- Born: Jamaica
- Education: University of the West Indies at St. Augustine
- Occupations: Trade unionist, economist and politician
- Known for: General Secretary of the Oilfields Workers' Trade Union; leader of the Movement for Social Justice
- Parent: Clive Abdulah (father)

= David Abdulah =

Trinidad and Tobago trade unionist, economist and politician

David Abdulah is a Trinidad and Tobago trade unionist, economist and politician. He served as the General Secretary of the Oilfields Workers' Trade Union (OWTU), and is the current leader of the Movement for Social Justice (MSJ). Abdulah served as a government senator from 2010 to 2012, during the 10th Republican Parliament.

== Early life and education ==
David Abdulah is the son of retired Anglican bishop Clive Abdulah and his wife Mariko, who was Canadian of Japanese ancestry. Born in Jamaica, while his father was serving as a parish priest in a rural community there, he attended the University of the West Indies at St. Augustine, in Trinidad, obtaining a B.A. degree in mathematics and economics. His political and labour activism began during his student days at St. Augustine.

==Career==
Abdulah worked for the OWTU from 1978 until his retirement in 2016. He served as its Chief Education and Research Officer, and was Secretary General of the union from 2008 to 2016. He also served as president of the Federation of Independent Trade Unions and Non-Governmental Organisations (FITUN) until 2012, when he chose not to stand for re-election.
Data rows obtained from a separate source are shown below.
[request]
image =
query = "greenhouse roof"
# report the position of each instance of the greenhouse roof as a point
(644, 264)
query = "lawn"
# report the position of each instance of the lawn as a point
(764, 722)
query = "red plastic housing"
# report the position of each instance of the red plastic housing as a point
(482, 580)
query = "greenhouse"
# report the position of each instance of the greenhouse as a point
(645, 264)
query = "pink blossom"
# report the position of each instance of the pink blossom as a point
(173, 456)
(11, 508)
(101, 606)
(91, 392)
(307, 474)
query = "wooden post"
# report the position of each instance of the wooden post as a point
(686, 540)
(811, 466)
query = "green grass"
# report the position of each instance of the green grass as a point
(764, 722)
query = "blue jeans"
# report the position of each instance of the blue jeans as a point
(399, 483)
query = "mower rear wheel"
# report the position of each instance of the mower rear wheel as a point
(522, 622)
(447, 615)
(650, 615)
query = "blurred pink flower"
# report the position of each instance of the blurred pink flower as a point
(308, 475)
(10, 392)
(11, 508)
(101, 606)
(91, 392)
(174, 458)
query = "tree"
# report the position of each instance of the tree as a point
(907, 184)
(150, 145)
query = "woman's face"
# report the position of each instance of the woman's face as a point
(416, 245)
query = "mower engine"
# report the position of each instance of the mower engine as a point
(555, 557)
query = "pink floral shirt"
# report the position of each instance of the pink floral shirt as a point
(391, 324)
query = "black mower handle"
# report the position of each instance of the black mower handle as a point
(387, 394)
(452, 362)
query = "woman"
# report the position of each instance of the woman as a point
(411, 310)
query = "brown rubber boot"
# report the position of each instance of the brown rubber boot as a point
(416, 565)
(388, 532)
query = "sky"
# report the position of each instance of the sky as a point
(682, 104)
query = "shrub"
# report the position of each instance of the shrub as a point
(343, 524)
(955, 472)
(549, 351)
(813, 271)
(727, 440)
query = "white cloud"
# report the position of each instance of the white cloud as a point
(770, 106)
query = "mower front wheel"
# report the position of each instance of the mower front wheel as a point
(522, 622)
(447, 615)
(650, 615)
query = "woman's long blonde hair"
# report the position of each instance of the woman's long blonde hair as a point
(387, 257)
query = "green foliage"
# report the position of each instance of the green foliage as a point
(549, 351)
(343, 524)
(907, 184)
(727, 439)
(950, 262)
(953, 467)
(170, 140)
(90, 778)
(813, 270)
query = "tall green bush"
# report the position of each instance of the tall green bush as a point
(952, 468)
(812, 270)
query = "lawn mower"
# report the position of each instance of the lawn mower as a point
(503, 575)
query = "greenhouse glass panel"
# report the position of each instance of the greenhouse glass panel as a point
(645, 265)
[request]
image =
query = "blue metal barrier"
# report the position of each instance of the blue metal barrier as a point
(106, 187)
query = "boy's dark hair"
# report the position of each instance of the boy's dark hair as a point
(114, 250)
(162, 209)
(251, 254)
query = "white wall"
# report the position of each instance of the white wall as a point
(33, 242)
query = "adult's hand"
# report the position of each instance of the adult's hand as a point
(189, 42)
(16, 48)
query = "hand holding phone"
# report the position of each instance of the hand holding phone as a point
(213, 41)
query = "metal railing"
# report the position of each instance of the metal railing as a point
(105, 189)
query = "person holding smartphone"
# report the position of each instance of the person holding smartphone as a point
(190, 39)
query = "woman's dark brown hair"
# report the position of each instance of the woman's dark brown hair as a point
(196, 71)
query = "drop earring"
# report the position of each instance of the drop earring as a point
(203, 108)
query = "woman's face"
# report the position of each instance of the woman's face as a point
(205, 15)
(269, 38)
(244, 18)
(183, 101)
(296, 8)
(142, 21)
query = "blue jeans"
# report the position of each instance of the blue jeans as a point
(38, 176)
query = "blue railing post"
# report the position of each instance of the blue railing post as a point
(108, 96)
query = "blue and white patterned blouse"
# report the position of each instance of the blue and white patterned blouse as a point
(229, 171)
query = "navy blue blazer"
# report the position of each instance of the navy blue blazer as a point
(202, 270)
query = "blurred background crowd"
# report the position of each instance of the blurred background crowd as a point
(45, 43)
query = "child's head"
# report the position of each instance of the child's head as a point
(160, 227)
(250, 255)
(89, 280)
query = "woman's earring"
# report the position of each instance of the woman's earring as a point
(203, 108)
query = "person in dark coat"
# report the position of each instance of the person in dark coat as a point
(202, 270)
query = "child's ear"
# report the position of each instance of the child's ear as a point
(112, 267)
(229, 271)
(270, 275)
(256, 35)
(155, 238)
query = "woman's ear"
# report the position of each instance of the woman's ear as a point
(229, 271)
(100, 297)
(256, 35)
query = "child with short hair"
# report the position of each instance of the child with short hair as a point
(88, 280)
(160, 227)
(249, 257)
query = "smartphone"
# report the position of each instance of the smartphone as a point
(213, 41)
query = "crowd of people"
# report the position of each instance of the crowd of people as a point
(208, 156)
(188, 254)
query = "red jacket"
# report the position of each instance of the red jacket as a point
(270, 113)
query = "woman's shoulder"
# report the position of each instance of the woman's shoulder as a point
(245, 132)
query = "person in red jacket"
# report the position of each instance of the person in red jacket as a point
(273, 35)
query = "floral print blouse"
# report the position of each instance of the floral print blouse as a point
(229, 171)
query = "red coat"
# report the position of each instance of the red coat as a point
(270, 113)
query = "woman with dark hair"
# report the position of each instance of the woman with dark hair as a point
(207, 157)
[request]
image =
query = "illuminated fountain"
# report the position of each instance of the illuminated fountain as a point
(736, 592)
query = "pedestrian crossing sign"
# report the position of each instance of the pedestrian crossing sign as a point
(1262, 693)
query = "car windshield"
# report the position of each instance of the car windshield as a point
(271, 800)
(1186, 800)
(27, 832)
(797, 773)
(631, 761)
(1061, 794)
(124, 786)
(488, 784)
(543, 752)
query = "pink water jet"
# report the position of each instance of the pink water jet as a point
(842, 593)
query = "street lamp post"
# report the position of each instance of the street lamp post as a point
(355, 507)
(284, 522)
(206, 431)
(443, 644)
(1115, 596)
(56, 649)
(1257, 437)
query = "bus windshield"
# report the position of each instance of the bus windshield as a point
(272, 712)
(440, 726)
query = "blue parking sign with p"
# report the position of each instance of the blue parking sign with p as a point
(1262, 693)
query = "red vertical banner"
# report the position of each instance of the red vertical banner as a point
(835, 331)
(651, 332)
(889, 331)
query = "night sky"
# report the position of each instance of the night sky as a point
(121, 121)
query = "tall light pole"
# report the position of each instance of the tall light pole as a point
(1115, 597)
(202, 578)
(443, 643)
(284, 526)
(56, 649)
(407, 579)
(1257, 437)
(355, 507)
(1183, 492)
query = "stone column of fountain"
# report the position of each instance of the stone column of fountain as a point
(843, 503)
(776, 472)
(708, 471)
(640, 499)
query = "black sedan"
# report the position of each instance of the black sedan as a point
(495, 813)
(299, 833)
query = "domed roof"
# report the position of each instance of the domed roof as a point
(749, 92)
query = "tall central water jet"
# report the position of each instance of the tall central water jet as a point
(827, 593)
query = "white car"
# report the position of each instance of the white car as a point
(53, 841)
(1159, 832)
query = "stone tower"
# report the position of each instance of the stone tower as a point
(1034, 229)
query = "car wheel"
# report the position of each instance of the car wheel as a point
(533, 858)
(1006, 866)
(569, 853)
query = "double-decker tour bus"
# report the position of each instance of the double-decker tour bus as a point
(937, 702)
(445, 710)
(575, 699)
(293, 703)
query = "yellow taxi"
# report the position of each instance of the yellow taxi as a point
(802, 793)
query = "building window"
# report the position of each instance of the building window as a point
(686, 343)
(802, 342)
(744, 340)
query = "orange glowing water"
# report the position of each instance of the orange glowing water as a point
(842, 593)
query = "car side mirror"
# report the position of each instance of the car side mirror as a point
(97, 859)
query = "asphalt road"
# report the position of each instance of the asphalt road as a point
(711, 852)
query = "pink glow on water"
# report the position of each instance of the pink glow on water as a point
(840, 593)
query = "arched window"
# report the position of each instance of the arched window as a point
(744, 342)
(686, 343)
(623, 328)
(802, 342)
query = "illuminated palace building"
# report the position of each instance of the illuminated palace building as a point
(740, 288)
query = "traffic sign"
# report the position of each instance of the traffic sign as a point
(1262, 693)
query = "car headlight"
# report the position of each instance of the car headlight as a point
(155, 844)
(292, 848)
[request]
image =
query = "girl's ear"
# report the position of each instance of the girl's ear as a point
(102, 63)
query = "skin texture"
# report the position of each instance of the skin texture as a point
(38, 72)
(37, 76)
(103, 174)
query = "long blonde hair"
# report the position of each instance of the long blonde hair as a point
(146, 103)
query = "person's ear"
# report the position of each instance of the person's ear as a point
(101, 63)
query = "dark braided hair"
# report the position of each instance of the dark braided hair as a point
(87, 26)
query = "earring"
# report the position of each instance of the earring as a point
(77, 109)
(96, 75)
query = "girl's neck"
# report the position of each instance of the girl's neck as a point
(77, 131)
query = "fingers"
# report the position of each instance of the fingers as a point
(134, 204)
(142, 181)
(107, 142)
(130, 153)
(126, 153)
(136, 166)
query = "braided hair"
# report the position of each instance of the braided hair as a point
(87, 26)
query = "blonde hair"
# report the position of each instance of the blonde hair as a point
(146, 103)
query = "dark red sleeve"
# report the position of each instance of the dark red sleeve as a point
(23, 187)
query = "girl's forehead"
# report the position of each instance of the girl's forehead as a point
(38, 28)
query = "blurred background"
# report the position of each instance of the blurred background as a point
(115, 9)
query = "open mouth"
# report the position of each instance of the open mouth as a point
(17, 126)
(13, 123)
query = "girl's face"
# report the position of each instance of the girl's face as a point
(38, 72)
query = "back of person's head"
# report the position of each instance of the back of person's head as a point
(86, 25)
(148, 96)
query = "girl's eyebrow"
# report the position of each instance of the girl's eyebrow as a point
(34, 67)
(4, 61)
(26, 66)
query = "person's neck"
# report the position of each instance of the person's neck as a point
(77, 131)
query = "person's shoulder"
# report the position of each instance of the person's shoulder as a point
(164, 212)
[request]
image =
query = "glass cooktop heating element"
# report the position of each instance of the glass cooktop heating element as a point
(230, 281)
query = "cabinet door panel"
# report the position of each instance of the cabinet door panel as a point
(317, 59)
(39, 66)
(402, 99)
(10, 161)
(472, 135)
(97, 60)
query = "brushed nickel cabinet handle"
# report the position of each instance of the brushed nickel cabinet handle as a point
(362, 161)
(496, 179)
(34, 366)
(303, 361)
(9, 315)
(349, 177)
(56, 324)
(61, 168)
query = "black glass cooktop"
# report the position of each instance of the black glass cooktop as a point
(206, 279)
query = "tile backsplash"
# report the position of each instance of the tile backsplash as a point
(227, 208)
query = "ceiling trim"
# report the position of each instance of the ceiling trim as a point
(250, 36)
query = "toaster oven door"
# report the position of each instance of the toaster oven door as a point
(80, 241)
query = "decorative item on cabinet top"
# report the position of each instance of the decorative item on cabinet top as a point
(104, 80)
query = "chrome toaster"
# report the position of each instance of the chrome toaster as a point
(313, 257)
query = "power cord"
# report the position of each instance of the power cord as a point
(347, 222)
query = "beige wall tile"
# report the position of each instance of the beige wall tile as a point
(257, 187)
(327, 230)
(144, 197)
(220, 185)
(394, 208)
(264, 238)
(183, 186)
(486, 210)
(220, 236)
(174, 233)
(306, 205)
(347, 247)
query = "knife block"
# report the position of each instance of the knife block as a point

The MSJ was party to the Fyzabad Accord that formed the People's Partnership (PP), and after the PP's victory in the 2010 general elections Abdulah was appointed to the Senate as a government senator representing the MSJ. After the resignation of Errol McLeod, the party's political leader, from the MSJ in January 2012, Abdulah took over as interim political leader of the MSJ. In June, the MSJ under Abdulah's leadership withdrew from the PP government.

Abdulah was the MSJ candidate for the Pointe-à-Pierre seat in the 2020 general elections. He placed third of four candidates behind the United National Congress's David Lee and the People's National Movement's Daniel Dookie. The MSJ party did not contest the 2025 general elections.